##  02_data_preprocessing

The goal of this notebook is to clean and preprocess the data. 
We'll cover tasks such as handling missing values, encoding categorical variables, and feature engineering


#### * Imports and Initialization *


In [None]:
import pandas as pd
import numpy as np
from pyspark.sql import SparkSession
from pyspark.sql.functions import col
from pyspark.ml.feature import StringIndexer, OneHotEncoder
from pyspark.ml import Pipeline
from pyspark.sql.types import DoubleType

# Initialize Spark session
spark = SparkSession.builder \
    .appName("Customer Churn Data Preprocessing") \
    .getOrCreate()

print("Spark session initialized.")


### Load Data
we'll load the data from our local machine.

In [None]:
# Load the dataset from local storage
data_path = "C:/Users/ADMIN/Desktop/Projects/Batch-Processing-Project-Customer-Churn-Prediction-Pipeline/datasets/Bank Customer Churn Prediction.csv"
df = pd.read_csv(data_path)

# Check the first few rows of the dataset
df.head()


### Handle Missing Values

Handling missing data is an essential preprocessing step. We can either drop rows with missing values or fill them with appropriate values (like the mean, median, or mode).

In [None]:
# Check for missing values
df.isnull().sum()

# Option 1: Drop rows with missing values
df_cleaned = df.dropna()

# Option 2: Fill missing values with median for numerical columns
# For categorical columns, you could fill with the mode (most frequent value)
df_cleaned['TotalCharges'] = df_cleaned['TotalCharges'].fillna(df_cleaned['TotalCharges'].median())
df_cleaned['MonthlyCharges'] = df_cleaned['MonthlyCharges'].fillna(df_cleaned['MonthlyCharges'].median())

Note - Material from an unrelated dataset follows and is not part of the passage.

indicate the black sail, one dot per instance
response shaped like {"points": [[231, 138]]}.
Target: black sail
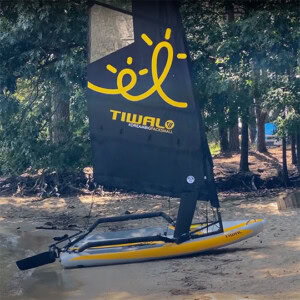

# Alternatively, for categorical columns like 'PaymentMethod', you can use mode:
df_cleaned['PaymentMethod'] = df_cleaned['PaymentMethod'].fillna(df_cleaned['PaymentMethod'].mode()[0])

# Verify the result
df_cleaned.isnull().sum()


### Data Transformation
Convert categorical columns to numerical values: Use label encoding or one-hot encoding for categorical features like gender, InternetService, etc

In [None]:
# Convert categorical columns to numeric using StringIndexer and OneHotEncoder
categorical_columns = ['gender', 'InternetService', 'Contract', 'PaymentMethod', 'Partner', 'Dependents']

# StringIndexer for label encoding
indexers = [StringIndexer(inputCol=col, outputCol=col + '_Index') for col in categorical_columns]

# Apply OneHotEncoder
encoders = [OneHotEncoder(inputCol=col + '_Index', outputCol=col + '_Encoded') for col in categorical_columns]

# Combine indexers and encoders in a pipeline
pipeline = Pipeline(stages=indexers + encoders)

# Apply the pipeline to the dataframe
df_spark = spark.createDataFrame(df_cleaned)
model = pipeline.fit(df_spark)
df_transformed = model.transform(df_spark)

# Show the transformed data with encoded columns
df_transformed.select(categorical_columns + [col + '_Encoded' for col in categorical_columns]).show()


### Feature Engineering
Create new features: For instance, we can create new features such as tenure_months, charges_diff (difference between MonthlyCharges and TotalCharges).

In [None]:
# Feature engineering: Example of creating new features

df_transformed = df_transformed.withColumn('charges_diff', col('MonthlyCharges') - col('TotalCharges'))

# Show the new feature

df_transformed.select('charges_diff').show()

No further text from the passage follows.